Qui a Palermo, nelle fermate dell’autobus della centralissima via Libertà, il percorso indicato nelle tabelle risale a molti mesi fa, cioè a prima dell’istituzione della zona pedonale a piazza Politeama e via Ruggero Settimo (con conseguente deviazione degli autobus su via Dante e rientro in via Roma da via Goethe, Porta Carini e via Cavour).
Di questa deviazione nelle tabelle (come si vede dalla foto che allego qui di seguito) non si dà alcuna informazione.
Ma del resto a chi si dovrebbe dare? I palermitani, quelli almeno che prendono il bus (che sono una minoranza sventurata), lo sanno (o lo scoprono di volta in volta); ai turisti già è tanto che si garantisca un autobus ogni mezzora.

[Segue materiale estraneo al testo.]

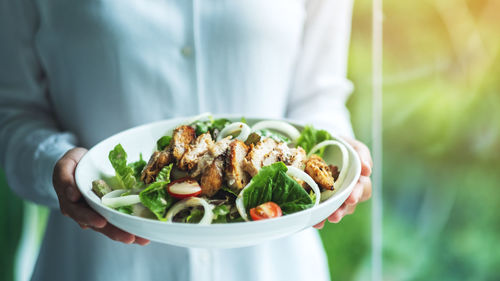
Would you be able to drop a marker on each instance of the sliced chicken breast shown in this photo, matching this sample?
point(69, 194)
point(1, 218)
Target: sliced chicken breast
point(236, 176)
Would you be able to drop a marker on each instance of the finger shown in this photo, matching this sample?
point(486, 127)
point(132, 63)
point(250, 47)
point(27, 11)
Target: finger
point(367, 189)
point(83, 226)
point(356, 193)
point(82, 214)
point(320, 225)
point(116, 234)
point(350, 209)
point(64, 175)
point(338, 214)
point(141, 241)
point(364, 156)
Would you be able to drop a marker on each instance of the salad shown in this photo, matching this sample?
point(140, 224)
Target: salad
point(216, 171)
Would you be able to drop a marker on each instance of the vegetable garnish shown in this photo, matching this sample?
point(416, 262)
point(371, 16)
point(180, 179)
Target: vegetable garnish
point(223, 172)
point(310, 137)
point(265, 211)
point(299, 174)
point(192, 202)
point(183, 188)
point(235, 127)
point(114, 199)
point(273, 184)
point(280, 126)
point(124, 173)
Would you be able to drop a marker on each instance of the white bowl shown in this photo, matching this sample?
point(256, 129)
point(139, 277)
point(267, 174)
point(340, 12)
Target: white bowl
point(142, 139)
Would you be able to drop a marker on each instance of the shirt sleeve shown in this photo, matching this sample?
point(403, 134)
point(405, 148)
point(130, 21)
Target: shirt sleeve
point(30, 141)
point(319, 88)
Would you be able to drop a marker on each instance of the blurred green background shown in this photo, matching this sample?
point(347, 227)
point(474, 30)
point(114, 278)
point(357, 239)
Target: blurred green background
point(441, 147)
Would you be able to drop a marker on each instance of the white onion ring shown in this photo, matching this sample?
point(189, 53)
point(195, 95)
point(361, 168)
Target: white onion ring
point(298, 173)
point(192, 202)
point(239, 203)
point(345, 162)
point(234, 127)
point(114, 200)
point(281, 126)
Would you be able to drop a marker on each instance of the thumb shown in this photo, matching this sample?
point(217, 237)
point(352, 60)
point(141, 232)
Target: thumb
point(67, 166)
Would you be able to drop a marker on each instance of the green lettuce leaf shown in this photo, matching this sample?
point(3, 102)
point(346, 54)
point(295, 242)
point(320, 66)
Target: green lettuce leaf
point(164, 174)
point(309, 137)
point(124, 173)
point(275, 136)
point(125, 209)
point(163, 142)
point(220, 213)
point(155, 197)
point(137, 166)
point(273, 184)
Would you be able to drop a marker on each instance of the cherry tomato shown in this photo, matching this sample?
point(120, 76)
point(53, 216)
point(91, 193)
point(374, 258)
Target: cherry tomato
point(266, 211)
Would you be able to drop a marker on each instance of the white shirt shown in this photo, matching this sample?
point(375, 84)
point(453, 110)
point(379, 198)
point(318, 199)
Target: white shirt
point(75, 72)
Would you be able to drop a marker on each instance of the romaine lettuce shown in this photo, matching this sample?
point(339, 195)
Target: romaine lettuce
point(273, 184)
point(137, 166)
point(155, 197)
point(124, 173)
point(309, 137)
point(163, 142)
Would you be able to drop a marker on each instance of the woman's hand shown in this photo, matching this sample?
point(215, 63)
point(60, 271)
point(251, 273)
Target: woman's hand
point(74, 206)
point(362, 191)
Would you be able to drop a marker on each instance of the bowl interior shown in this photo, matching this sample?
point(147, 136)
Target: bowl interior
point(142, 140)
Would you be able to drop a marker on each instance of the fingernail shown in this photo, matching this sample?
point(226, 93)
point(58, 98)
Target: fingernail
point(70, 193)
point(368, 166)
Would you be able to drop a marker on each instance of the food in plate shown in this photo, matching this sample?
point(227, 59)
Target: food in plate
point(209, 170)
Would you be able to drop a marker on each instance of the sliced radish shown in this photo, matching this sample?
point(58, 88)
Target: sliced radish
point(345, 162)
point(114, 200)
point(281, 126)
point(298, 173)
point(183, 188)
point(192, 202)
point(234, 128)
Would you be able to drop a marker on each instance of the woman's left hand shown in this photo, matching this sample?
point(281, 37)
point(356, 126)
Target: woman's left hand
point(362, 191)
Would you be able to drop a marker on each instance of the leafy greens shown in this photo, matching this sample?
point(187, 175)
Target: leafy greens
point(273, 184)
point(125, 174)
point(309, 137)
point(155, 197)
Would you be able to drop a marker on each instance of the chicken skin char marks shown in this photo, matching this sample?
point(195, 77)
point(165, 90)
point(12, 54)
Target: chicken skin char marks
point(231, 162)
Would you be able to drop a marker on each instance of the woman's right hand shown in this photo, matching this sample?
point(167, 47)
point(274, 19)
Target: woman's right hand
point(74, 206)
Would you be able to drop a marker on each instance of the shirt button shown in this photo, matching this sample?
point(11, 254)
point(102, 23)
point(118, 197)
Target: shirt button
point(204, 257)
point(187, 51)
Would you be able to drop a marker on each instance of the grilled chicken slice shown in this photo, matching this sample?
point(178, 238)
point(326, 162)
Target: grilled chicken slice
point(181, 138)
point(214, 150)
point(195, 151)
point(236, 177)
point(158, 160)
point(212, 177)
point(319, 172)
point(296, 157)
point(335, 171)
point(256, 155)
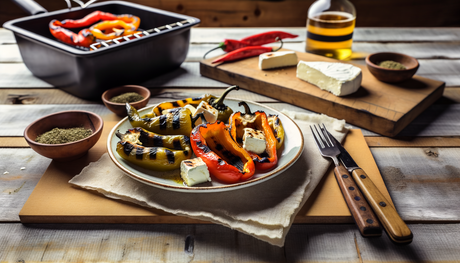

Mezzora è infatti il tempo che ho atteso, dalle 14,30 alle 15, perché passasse dalla fermata di via Ugdulena il bus 101 (la cui frequenza, sempre secondo le surreali indicazioni della tabella, dovrebbe essere di 4’ e che dovrebbe essere il fiore all’occhiello del trasporto pubblico palermitano).
Quando è arrivato, ovviamente il mezzo era strapieno di gente; aggiungo per dovere di cronaca che sono stato l’unico a fare il biglietto (e certo tutti gli altri non erano abbonati).
Come corollario grottesco, il display all’interno del bus indicava la data “08.05.22” (!!) e, come orario, le 17,25 (erano le 15,10 circa).
Sicuramente il futuro sindaco di Palermo, chiunque sarà, cambierà il modo di fare dell’AMAT (che, contrariamente al suo significato latino, “non ama” i suoi passeggeri): rinnoverà le tabelle a tutte le fermate indicando i percorsi effettivi, garantirà che siano rispettati i tempi e le frequenze previste, aggiornerà (o oscurerà per decenza) i display all’interno del bus e disporrà severi controlli per impedire che i palermitani continuino il loro secolare gemellaggio coi portoghesi.
Non vediamo l’ora!
P.S.: mi astengo per carità di patria sicula dall’impietoso confronto con i mezzi pubblici che ho usato la settimana scorsa a Milano; non serve fare piovere sul bagnato (ma francamente ci si vergogna di dovere vedere una realtà così degradata, di cui – ed è questa la cosa più grave – qui non ci si rende nemmeno più conto).